# Hit a speed bump too fast today :(



## gacl (Jan 22, 2019)

I drive a 2018 sedan. Was maybe going 30-40 mph. Was dark and did not see it until it was just in front of me. Anyways I don’t think I bottomed out or anything but when my front wheels went over the bump, there was considerable noise when my wheels shot back down towards the regular pavement. Anything I should be worried about? Suspension still feels fine still cushy over speed bumps and the steering is the same as before. I have read that my suspension could be damaged from this sudden shock, but that’s just from google. Also, how vulnerable is the underbody on this car to damage? Is it fragile or does it take a huge impact to take damage? I am honestly worried I could have banged something, but from the speed I was going it doesn't seem like my car would even have the time to drop down onto the speed bump to scrape by the time my rear wheels went over it. Is there anything on the bottom that could spring a leak? TIA


----------



## JLL (Sep 12, 2017)

You _may_ have damaged some plastic underbody shielding. I would also have the alignment checked if it doesn't want to drive straight.


----------



## Snipesy (Dec 7, 2015)

I have jumped the Cruze before. I don’t know how much air time is safe. You never land the same way twice.

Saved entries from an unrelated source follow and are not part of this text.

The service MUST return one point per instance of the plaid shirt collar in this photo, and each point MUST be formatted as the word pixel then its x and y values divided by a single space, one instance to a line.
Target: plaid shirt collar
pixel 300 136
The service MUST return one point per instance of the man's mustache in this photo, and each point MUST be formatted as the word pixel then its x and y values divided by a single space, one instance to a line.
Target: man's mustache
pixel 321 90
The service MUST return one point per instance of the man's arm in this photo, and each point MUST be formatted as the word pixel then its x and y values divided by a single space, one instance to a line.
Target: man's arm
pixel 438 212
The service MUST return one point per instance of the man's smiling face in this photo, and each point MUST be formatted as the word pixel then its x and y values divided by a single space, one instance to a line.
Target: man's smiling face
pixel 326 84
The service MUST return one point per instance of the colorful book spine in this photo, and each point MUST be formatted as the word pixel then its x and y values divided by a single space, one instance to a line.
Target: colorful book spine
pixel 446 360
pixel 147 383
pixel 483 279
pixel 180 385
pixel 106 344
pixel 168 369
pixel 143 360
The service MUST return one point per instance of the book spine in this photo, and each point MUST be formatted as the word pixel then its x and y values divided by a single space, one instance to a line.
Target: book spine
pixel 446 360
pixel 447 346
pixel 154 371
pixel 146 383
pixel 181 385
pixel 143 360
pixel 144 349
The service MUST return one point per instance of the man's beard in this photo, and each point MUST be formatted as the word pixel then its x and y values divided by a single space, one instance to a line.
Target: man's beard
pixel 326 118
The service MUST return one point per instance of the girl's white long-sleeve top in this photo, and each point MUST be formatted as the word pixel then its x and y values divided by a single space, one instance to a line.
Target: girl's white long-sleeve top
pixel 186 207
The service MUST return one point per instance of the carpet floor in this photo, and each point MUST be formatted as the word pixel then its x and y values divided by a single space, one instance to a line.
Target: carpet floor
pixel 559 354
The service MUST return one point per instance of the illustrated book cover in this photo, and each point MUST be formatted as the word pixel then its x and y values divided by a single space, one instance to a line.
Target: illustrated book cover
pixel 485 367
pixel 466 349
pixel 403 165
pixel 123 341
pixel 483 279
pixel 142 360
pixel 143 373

It’s possible you will scrape the front bumper depending how you land, but the rest of the car is safe until something breaks. That something is probably the tires imploding, air bags deploying, strut mounts snapping, or some combination of those.

Anything more than that and you probably have internal bleeding. So who cares about the car?


----------



## LionIX (Oct 24, 2020)

Rims can get bent potentially, but maybe you got lucky or it’s only slight.


----------



## Eddy Cruze (Jan 10, 2014)

Check your Headlights. One horrid construction bump cracked off the orange reflector, and it found a new home at the bottom of the light, still works fine. Others have had the exact problem.


----------